What really gets me, is the more I study the original meaning of the words in the Bible, I find it is not stating in several verses quite what we have translated it to mean. Things that the church uses to keep women in evil marriages. If I had been taught the truth about those Scriptures, I could have protected my children much sooner.

It isn't liberalism about women, it is truth. I hate the arguments of the slippery slope that soon we will take away the deity of Christ and say it is okay to be gay. The same types of arguments some Christians used to say if we made blacks equal to whites and as they tried to use Scripture to justify keeping slaves.

By the way, I don't hate men. My dad and brothers are wonderful men and would NEVER treat their wives like what I have went through. I have a lot of Christian brothers I treasure as just that. I simply have lost any desire to have another relationship with a man as my husband, outside of Christ, after what we have went through.

Stan said...

"What really gets me, is the more I study the original meaning of the words in the Bible, I find it is not stating in several verses quite what we have translated it to mean."

I understand what you're saying in your comment, but I have real difficulty with this idea. Are you suggesting that there is a "grand conspiracy", an attempt on the part of honest, intelligent, believing scholars to translate God's Word in a way that demeans women ... a way God never intended?

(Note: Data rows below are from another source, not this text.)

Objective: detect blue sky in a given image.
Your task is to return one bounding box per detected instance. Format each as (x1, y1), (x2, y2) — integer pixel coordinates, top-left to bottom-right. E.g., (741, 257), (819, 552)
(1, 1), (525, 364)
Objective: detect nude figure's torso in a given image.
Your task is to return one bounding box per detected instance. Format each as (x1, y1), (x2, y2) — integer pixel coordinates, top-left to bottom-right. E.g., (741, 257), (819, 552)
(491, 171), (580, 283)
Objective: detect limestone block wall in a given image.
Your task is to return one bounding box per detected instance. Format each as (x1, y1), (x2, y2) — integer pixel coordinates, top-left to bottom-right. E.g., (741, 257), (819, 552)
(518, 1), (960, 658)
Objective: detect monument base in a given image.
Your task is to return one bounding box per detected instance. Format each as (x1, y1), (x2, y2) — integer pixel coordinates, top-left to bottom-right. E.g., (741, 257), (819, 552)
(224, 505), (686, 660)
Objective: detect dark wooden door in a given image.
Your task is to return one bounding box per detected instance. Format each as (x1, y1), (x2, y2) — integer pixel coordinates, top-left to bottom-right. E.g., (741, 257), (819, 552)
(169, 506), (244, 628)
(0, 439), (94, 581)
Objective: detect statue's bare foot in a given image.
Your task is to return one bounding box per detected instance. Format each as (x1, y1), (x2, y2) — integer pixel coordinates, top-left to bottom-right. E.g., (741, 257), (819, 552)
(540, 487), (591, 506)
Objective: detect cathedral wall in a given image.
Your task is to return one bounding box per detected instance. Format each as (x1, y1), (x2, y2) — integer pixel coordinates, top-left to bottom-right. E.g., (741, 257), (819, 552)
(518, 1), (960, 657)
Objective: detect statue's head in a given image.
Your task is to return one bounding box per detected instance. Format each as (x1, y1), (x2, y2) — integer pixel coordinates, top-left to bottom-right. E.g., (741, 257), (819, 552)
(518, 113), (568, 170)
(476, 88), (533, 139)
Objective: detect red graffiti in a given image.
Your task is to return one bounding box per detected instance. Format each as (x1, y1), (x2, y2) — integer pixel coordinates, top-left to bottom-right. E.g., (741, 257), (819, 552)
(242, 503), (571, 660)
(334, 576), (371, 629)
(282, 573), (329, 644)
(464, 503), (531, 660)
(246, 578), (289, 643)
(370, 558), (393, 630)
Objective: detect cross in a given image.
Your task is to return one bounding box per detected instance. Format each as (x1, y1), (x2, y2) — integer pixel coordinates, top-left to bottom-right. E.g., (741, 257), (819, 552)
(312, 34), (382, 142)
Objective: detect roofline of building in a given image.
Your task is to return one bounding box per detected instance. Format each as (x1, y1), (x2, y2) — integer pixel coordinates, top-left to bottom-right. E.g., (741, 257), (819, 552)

The implication is that this "conspiracy", real or simply coincidental, has eluded English translators for more than 450 years (and, I guess, other languages as well for longer).

If you were suggesting that "immediate users" -- individuals who are interpreting the texts -- have misused them, I would agree. Individuals often abuse Scripture for their own benefit. But if the best God can do is provide us translations that have been intentionally malformed for the sake of personal false beliefs, and that no believers have been able to catch these intentional mistranslations (implying their complicity in the conspiracy), well, I suppose that's a God I can't trust in a Church I'd have to avoid.

Anonymous said...

Are you suggesting that there is a "grand conspiracy", an attempt on the part of honest, intelligent, believing scholars to translate God's Word in a way that demeans women ... a way God never intended?

I don't know that I would go so far as to call it an intentional conspiracy continued in that vein for generations. Though I do question if the first people to interpret it in that manner did so for the wrong purpose.

But I am suggesting that in the last 150 years we have now found a bunch of documents, including legal papers from that time period in Koine Greek that do use certain words quite differently than how we have been translating them. In my opinion the way those words are translated in those documents should be how they are translated in the Bible and absolutely would not contradict it.

From what I understand only a few translations so far have began using the correct interpretations of the words.

I also fully agree, that even if the common translations were correct, a lot of it branches from traditions of men and are wrong interpretations of passages. Not just about women, but several passages.

I think people can get so stuck on "this is what the church has always believed" even if it is clear it is not what the church always believed to many of us, and they refuse to go back to the truth as taught by Jesus and the first century of the church. It is like blinders are on to protect the sacred traditions.

Stan said...

You've suggested that the translations are wrong. I wonder if you could send me an example of some of those translations and what they should be?